Los Mairuak representan la memoria de los pueblos que construyeron los megalitos. Se les atribuye la capacidad de trabajar sólo de noche, abandonando las obras que el primer rayo de sol encontraba inacabadas.

Simbología y atributos

  • Arquitectura antigua
  • Trabajo nocturno
  • Pueblos perdidos
  • Megalitismo

Equivalencias en otras culturas

  • Moros (Galaico)
  • Mouros (Galicia)
  • Ciclopes (Grecia)
  • Gigantes constructores

Mairuak: Los misteriosos arquitectos de Euskadi

A menudo difuminados y entrelazados en las copiosas leyendas que también cubren a la gran estirpe de los Jentilak, se alza el legendario nombre y pueblo mítico de los Mairuak (que encuentra su singular antropológico traducido muchas veces vulgarmente o por asimilación dialectal histórica navarra como "Moros").

Contrariamente a lo que la raíz etimológica pueda sugerir bajo una óptica de las conquistas ibéricas medievales musulmanas de la Península, en la profunda y blindada mitología vasca el término Mairuak alude rotundamente a una raza constructora ignota pre-indoeuropea que, a ojos de los campesinos del medievo, fue responsable directa de las portentosas obras imposibles de explicar que surcan Euskal Herria.

Los creadores de la ingeniería lítica asombrosa

Los Mairuak operaban, al igual que muchas otras especies nocturnas mitológicas vascas, estrictamente amparados bajo el manto umbrío de la luna.
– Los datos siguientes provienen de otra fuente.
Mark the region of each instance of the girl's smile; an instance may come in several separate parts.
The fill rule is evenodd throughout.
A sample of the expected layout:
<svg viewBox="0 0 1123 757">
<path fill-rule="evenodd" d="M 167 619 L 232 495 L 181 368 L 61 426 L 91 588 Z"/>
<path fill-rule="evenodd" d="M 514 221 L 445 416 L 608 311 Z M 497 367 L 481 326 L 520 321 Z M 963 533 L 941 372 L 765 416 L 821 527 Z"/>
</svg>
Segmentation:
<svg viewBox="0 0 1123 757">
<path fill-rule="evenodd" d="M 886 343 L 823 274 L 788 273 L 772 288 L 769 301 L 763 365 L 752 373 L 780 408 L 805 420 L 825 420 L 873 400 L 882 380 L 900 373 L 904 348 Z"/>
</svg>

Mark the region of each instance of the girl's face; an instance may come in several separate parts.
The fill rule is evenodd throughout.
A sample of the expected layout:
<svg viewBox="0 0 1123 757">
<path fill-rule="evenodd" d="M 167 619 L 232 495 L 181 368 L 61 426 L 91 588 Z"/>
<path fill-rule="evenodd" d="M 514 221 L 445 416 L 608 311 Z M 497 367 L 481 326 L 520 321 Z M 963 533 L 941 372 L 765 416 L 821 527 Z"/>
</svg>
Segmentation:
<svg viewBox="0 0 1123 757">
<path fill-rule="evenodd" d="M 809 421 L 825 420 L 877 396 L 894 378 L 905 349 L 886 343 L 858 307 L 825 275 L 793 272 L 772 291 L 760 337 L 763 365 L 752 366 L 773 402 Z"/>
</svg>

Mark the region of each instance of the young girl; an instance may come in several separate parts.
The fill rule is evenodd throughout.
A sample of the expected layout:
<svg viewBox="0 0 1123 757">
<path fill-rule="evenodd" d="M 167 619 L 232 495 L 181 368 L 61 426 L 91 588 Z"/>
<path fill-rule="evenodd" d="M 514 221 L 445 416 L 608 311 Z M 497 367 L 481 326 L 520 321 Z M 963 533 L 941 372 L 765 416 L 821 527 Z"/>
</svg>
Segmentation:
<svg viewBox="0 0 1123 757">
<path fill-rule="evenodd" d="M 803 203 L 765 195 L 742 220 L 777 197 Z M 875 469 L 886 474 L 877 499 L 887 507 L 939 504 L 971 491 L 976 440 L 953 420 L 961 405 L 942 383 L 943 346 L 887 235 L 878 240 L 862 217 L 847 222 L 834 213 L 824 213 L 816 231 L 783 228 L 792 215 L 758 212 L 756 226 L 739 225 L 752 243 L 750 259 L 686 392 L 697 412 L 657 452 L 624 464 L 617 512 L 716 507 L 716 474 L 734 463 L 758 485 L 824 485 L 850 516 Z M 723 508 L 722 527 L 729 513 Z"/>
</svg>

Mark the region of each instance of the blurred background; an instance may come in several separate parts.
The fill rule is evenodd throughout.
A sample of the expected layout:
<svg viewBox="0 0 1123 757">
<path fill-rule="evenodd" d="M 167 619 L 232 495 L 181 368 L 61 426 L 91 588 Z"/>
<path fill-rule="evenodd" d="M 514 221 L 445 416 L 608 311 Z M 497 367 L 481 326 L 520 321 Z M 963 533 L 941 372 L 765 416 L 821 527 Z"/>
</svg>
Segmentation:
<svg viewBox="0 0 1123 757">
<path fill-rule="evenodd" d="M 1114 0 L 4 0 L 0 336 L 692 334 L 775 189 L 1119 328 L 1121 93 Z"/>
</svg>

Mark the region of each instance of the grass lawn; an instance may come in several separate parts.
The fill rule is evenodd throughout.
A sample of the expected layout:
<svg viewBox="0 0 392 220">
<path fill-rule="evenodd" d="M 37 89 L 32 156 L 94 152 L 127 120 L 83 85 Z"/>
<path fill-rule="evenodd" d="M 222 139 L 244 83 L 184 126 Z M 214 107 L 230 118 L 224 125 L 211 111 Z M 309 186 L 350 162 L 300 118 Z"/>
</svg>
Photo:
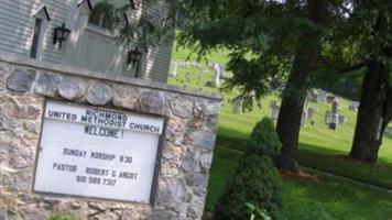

Eran portadores de secretos de talla ingenieril asombrosa. Prácticamente todo resto lítico complejo y antiguo como ruinas de recias calzadas o puentes abovedados romanos de perfecta simetría es atribuido a su rápida ejecución de la noche a la mañana.

La creencia tradicional dictamina que esta poderosa raza edificaba gigantescos pilares monolíticos o calzadas enteras trasladando la inmensa cantidad de piedra mediante burros indómitos o cargándolas sobre su lomo macizo mientras trabajaban rítmicamente sin descanso y ocultos.

El canto mortal del amanecer rubicundo

Como el resto de genios nocturnos de la magia antigua, eran sumamente reticentes al contacto social y su poder mágico desaparecía inexorable al primer destello. La mitología narra insistentemente cómo las ciclópeas obras de ingeniería que ejecutaban para conectar montañas (o que eran contratadas por aldeanos astutos desesperados en pactos peligrosos) encontraban siempre su fin o fracaso cuando el gallo cantaba en su baserri anunciando tempranamente la luz del fiero Eguzki.

Es ante ese primer y sonoro *Kukurruku!* cuando los Mairuak debían abadonar la obra para no desvelar sus debilidades y ocultarse como exiliados permanentes, dejando con alta asiduidad una piedra maestra del puente descolocada, rúbrica eterna de la leyenda Mairu.